(MENAFN - Arab News) Abu Dhabi will become the oil producing member of the Gulf Cooperation Council (GCC) that is best insulated from a closure of the Strait of Hormuz, once the Habshan-Fujairah pipeline is fully operational later this year, Fitch Ratings says.
In January, the UAE's energy minister said tthe pipeline, designed to transport 1.5mbd, should hopefully be operational within six months. As we have previously said, a prolonged closure of the Strait is a low probability.
As well as the practical challenge of physically blocking it, we think Iran would only choose to close an international shipping lane that is the world's most important oil chokepoint as a last resort, given the potential for international retaliation.
Iran also exports oil via the Strait.
However, if the Strait was blocked in the second half of this year, when the Habshan-Fujairah pipeline could be operational, it would potentially give Abu Dhabi the best safety net.
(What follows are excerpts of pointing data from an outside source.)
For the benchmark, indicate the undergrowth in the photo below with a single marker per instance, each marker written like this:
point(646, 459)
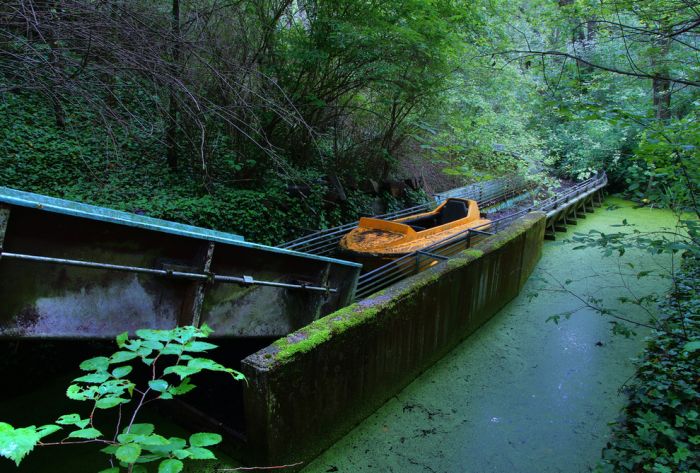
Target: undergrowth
point(660, 429)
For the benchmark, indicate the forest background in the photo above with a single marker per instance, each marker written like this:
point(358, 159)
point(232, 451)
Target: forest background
point(238, 115)
point(273, 118)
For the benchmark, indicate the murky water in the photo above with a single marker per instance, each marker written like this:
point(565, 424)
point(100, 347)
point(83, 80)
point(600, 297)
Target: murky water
point(520, 395)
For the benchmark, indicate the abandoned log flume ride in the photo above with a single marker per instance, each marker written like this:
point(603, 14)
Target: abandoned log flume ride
point(486, 194)
point(322, 376)
point(73, 270)
point(561, 209)
point(377, 240)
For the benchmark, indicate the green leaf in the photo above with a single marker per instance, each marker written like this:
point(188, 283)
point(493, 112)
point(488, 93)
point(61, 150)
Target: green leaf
point(198, 453)
point(181, 371)
point(76, 393)
point(183, 388)
point(154, 440)
point(159, 385)
point(121, 371)
point(48, 429)
point(99, 363)
point(128, 453)
point(197, 346)
point(122, 339)
point(122, 356)
point(170, 466)
point(89, 433)
point(157, 335)
point(109, 402)
point(140, 429)
point(95, 378)
point(204, 439)
point(73, 419)
point(15, 444)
It would enable Abu Dhabi, which has the world's second largest per capita reserves of hydrocarbons, to continue to export up to around two-thirds of its oil output, or around three-quarters of its current net oil exports, by bypassing the Strait and delivering oil to the Gulf of Oman. Saudi Arabia currently has the advantage that it already enjoys pipeline access to the Red Sea via the East-West pipeline.
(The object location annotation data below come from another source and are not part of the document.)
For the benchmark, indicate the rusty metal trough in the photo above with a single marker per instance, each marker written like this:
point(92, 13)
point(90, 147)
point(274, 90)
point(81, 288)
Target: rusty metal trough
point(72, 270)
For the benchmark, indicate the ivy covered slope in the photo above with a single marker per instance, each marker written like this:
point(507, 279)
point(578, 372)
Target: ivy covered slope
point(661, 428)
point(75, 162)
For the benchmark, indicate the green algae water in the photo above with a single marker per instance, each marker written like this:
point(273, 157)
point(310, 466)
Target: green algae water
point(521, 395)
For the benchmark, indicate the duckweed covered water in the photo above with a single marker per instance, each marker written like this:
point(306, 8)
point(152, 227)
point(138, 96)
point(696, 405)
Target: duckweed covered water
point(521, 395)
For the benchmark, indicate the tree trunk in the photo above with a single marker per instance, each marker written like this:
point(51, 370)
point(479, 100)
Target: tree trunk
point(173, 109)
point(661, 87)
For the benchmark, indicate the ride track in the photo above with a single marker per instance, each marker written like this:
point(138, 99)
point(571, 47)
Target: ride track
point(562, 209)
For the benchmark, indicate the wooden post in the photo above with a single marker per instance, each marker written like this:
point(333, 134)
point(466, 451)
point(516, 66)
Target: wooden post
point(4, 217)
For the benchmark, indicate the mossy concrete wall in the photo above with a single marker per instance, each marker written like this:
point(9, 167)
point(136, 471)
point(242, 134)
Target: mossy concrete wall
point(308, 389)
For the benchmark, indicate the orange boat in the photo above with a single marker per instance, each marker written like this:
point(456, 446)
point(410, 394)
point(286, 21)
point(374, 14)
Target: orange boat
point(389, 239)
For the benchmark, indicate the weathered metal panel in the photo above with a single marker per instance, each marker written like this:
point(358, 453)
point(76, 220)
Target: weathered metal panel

The country could export more than half its output through this pipeline, which has a maximum capacity of 5mbd and currently transports around 1.8mbd.
However, even at maximum capacity, with 2011 output running at 9.3mbd and no decline so far this year due to the tensions over Iran, a higher proportion of Saudi oil output and exports would be stuck inside the country if they could not be shipped out of the Gulf than would be the case for Abu Dhabi once the Habshan-Fujairah pipeline is operational.
All oil exported from Kuwait is transported through the Strait of Hormuz.
Fitch rates Abu Dhabi and Kuwait 'AA' and Saudi Arabia 'AA-'.
The high investment grade ratings in each case are underpinned by strong sovereign and external balance sheets.
The high proportion of government revenues generated by oil is a rating weakness for all three countries.